Commentaires du guide 2008 : "Le blanc doit absolument être carafé pour donner toute sa mesure : il allie élégance, finesse et persistance sur des notes séveuses, de poire, de banane, d'anis et de violette. Le rouge, toujours en Châteauneuf-du-Pape, ne dément pas sa réputation d'un des meilleurs vins de France, avec une densité et une fluidité parfaites, déjà prêt à boire et pouvant traverser les années. Le secret ? La maturité des raisins gardant de la fraîcheur et une belle expression du terroir avec une vinification délicate. L'élevage ne fait que le mettre en lumière sans aucunement prendre le dessus. Ne ratez pas le très beau Côtes du Rhône, riche et croquant."
|
Les vignobles de la famille Perrin
Installés à Courthézon depuis le 16e siècle, les Perrin comptent parmi les quelques grands vinificateurs du Rhône Sud. Rares sont ceux qui atteignent de tels sommets de perfection, notamment sur la durée. Au fil des générations, une même réussite s'est imposée et le savoir-faire se transmet admirablement. Aujourd'hui, Jean-Pierre et François, les fils de Jacques Perrin, et leurs enfants respectifs, Marc, Pierre, Thomas et Matthieu, qui représentent la cinquième génération, ont repris le flambeau. |
Leur philosophie est simple : "Pour faire un vin d'expression, il faut que le raisin ait du goût". Pour mener à bien cette gageure, les engrais chimiques sont proscrits et remplacés par un compost "maison", les traitements réduits au minimum. Grâce à ces méthodes, les maladies ont régressé et les insectes et oiseux sont revenus dans les vignes. Il faut d'ailleurs préciser que le Château de Beaucastel fut le premier vignoble de la Vallée du Rhône certifié en agriculture biologique dès 1964. Du côté des vinifications, les raisins, exclusivement ramassés à la main, sont soigneusement triés. Égrappés, ils sont ensuite vinifiés en cuve et vieillis en foudres de chêne. Tous les cépages sont encuvés séparément, afin de respecter le caractère, les arômes, et l'originalité de chacun.

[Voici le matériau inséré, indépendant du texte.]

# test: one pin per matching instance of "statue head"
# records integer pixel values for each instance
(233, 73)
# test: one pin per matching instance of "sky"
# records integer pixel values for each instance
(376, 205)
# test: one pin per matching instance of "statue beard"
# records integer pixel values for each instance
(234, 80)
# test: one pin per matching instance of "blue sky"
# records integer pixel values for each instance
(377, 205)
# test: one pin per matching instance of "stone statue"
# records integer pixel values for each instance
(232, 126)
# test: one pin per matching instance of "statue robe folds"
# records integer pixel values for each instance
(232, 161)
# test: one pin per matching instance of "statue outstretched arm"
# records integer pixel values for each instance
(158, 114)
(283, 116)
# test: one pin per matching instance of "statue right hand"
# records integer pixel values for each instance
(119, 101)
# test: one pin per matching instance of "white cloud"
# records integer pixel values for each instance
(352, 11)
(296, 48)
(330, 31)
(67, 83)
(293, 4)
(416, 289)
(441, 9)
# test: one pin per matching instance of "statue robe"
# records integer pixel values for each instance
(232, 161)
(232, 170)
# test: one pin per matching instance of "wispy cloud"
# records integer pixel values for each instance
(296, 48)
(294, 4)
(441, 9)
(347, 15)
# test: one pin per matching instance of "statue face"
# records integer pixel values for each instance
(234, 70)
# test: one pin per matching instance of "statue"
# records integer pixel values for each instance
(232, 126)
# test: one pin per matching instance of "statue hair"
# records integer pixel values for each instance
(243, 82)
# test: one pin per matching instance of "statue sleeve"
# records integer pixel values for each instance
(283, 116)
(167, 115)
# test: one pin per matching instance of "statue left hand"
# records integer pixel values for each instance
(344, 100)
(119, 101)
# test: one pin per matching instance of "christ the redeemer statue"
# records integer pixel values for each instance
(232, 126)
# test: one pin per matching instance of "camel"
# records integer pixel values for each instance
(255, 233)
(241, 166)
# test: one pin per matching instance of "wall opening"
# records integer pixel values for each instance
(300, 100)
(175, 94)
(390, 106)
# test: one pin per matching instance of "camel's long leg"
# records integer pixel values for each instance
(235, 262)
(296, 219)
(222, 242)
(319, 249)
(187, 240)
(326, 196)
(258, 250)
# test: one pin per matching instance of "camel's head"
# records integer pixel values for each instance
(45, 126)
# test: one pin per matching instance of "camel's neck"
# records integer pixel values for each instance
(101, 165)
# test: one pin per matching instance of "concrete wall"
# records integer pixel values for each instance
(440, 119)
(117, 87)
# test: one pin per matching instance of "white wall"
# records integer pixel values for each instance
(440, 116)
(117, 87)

Les vignes du Château de Beaucastel couvrent 70 hectares (60 exploités), plantés des 13 cépages autorisés. Les vignes ont en moyenne 50 ans et les rendements ne sont jamais supérieurs à 30 hectolitres par hectares, souvent beaucoup moins.

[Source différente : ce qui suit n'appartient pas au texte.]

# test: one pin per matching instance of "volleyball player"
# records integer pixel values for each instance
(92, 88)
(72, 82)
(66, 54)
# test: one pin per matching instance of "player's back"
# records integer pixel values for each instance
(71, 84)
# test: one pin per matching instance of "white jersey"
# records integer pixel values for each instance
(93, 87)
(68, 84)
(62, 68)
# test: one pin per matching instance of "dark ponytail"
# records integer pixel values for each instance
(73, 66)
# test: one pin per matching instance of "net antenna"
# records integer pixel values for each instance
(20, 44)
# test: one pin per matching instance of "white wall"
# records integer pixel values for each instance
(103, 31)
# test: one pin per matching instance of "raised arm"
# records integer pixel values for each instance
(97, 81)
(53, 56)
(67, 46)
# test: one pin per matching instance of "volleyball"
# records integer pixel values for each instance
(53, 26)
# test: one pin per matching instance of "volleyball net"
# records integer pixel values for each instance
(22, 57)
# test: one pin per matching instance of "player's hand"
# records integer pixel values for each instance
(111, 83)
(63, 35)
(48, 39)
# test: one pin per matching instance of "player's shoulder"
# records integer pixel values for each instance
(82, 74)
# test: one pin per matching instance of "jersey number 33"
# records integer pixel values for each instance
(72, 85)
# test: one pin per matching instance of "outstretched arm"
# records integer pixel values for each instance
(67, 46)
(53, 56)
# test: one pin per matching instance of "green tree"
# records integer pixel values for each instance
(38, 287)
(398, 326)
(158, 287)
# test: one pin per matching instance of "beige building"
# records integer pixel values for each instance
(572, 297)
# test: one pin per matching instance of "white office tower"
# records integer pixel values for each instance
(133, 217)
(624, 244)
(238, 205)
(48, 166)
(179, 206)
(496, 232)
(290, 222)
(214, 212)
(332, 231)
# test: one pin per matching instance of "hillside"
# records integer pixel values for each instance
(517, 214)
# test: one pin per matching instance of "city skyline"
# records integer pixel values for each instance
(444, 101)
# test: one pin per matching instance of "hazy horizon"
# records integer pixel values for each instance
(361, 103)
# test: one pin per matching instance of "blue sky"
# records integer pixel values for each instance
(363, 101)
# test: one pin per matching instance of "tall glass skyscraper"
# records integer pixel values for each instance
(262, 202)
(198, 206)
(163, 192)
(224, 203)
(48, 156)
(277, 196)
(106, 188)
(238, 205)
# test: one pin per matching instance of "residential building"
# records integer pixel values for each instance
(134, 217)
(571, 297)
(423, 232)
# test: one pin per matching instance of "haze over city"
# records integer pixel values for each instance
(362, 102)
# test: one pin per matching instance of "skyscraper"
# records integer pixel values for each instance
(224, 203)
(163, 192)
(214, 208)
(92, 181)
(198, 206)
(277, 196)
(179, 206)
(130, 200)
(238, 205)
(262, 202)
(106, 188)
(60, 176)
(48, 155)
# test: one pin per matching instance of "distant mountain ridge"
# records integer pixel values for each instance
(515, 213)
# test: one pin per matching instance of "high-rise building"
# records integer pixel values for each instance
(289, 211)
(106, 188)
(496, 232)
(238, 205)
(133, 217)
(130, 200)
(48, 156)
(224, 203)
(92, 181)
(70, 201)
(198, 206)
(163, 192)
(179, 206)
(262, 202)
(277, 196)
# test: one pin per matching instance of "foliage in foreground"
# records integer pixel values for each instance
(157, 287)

Depuis 15 ans, les Perrin se sont parallèlement développés en acquérant en propre des vignes dans d'autres appellations de la Vallée du Rhône Sud avec l'ambition réussie de devenir un spécialiste de cette partie-ci du Rhône. Les 130 hectares ainsi exploités sont vinifiés à la cave Perrin & Fils située près de Vinsobres ; en Vinsobres (35 hectares d'un seul tenant en terrasses et coteaux, à une altitude moyenne de 300 mètres) et Gigondas (10,5 ha).

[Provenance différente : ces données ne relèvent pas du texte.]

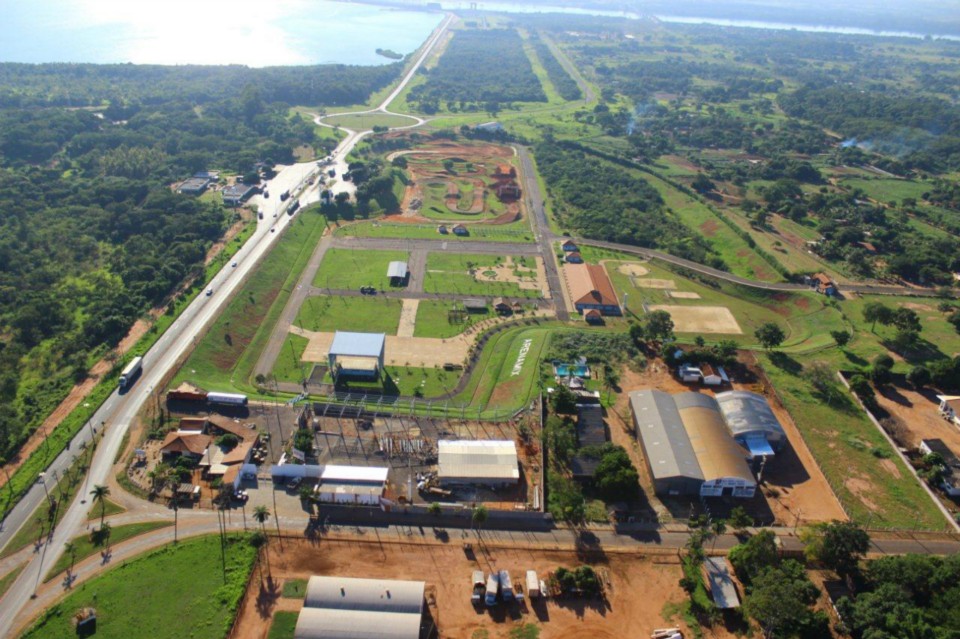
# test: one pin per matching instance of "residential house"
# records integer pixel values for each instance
(951, 476)
(591, 289)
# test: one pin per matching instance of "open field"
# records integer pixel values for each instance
(639, 589)
(160, 594)
(869, 479)
(225, 356)
(360, 314)
(474, 274)
(85, 546)
(433, 319)
(351, 269)
(701, 319)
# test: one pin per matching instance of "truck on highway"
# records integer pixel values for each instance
(230, 399)
(493, 588)
(131, 371)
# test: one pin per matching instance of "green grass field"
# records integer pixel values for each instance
(7, 580)
(284, 625)
(86, 546)
(63, 492)
(874, 491)
(433, 320)
(224, 358)
(805, 317)
(347, 269)
(372, 314)
(449, 273)
(289, 367)
(166, 594)
(513, 232)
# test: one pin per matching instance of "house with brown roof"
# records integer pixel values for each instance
(591, 289)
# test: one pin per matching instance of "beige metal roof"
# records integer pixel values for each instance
(324, 623)
(716, 451)
(478, 459)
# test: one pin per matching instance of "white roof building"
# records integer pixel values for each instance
(479, 462)
(350, 608)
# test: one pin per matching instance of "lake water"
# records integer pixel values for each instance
(256, 33)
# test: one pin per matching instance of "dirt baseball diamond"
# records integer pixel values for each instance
(638, 588)
(701, 319)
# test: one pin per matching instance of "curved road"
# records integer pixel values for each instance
(120, 409)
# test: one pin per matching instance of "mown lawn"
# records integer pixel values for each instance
(433, 319)
(869, 479)
(349, 269)
(168, 593)
(450, 273)
(372, 314)
(86, 545)
(284, 625)
(224, 358)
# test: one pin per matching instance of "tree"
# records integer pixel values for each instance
(100, 494)
(739, 519)
(842, 545)
(770, 335)
(919, 376)
(755, 555)
(874, 312)
(658, 326)
(842, 338)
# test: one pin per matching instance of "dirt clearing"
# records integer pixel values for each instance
(637, 588)
(701, 319)
(654, 283)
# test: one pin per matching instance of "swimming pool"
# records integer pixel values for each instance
(565, 370)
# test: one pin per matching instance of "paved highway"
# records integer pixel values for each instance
(115, 415)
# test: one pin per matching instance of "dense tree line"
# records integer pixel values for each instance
(79, 85)
(92, 235)
(565, 85)
(603, 201)
(924, 130)
(905, 596)
(480, 70)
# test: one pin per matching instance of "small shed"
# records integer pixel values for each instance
(722, 588)
(398, 272)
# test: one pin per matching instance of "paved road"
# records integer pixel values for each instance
(437, 245)
(541, 231)
(120, 410)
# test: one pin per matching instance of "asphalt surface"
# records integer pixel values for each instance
(116, 414)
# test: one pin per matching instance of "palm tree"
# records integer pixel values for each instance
(100, 493)
(71, 548)
(173, 483)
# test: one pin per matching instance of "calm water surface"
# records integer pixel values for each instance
(255, 33)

L’appellation Châteauneuf du Pape
C'est au XIVème siècle que les Papes firent construire à Châteauneuf leur résidence, loin de l'agitation de la cour d'Avignon. Le Pape Jean XXIII fit bâtir la forteresse dont il ne demeure aujourd'hui que les ruines. Epris du vin de Châteauneuf, le Pape développa le vignoble et en assura la renommée, de même que ses six successeurs. Les siècles suivants virent se fortifier l'identité de la viticulture castelpapale et en 1929 naissait officiellement l'A.O.C. Châteauneuf-du-Pape. L'appellation bénéficie d'un terroir diversifié, constitué d'étagements de plateaux et de terrasses dont l'une des spécificités géologiques est la présence de gros galets roulés qui emmagasinent la chaleur du soleil la journée pour la restituer la nuit. Ce phénomène permet aux raisins d'atteindre un haut degré de maturité. L'appellation se distingue également par l'alliance de ses treize cépages que chaque vigneron conjugue en fonction de la personnalité qu'il souhaite conférer à son vin. Aux côtés du traditionnel Grenache, on trouve ainsi une proportion croissante de Syrah et de Mourvèdre, qui développent des arômes complexes de fruits rouges, de bois et de cuir fin. Les Châteauneuf-du-Pape rouges s'épanouissent et atteignent leur plénitude entre leur troisième et leur cinquième année, mais leur potentiel de garde peut atteindre dix ans et plus suivant les millésimes et les conditions de conservation. Leur couleur intense passe du grenat-pourpre dans les jeunes années au rubis dans l'âge mûr. Ce sont des vins structurés, avec un nez puissant et complexe de fruits mûrs, de champignons, de truffes, de sous-bois, de notes épicées, sauvages et animales.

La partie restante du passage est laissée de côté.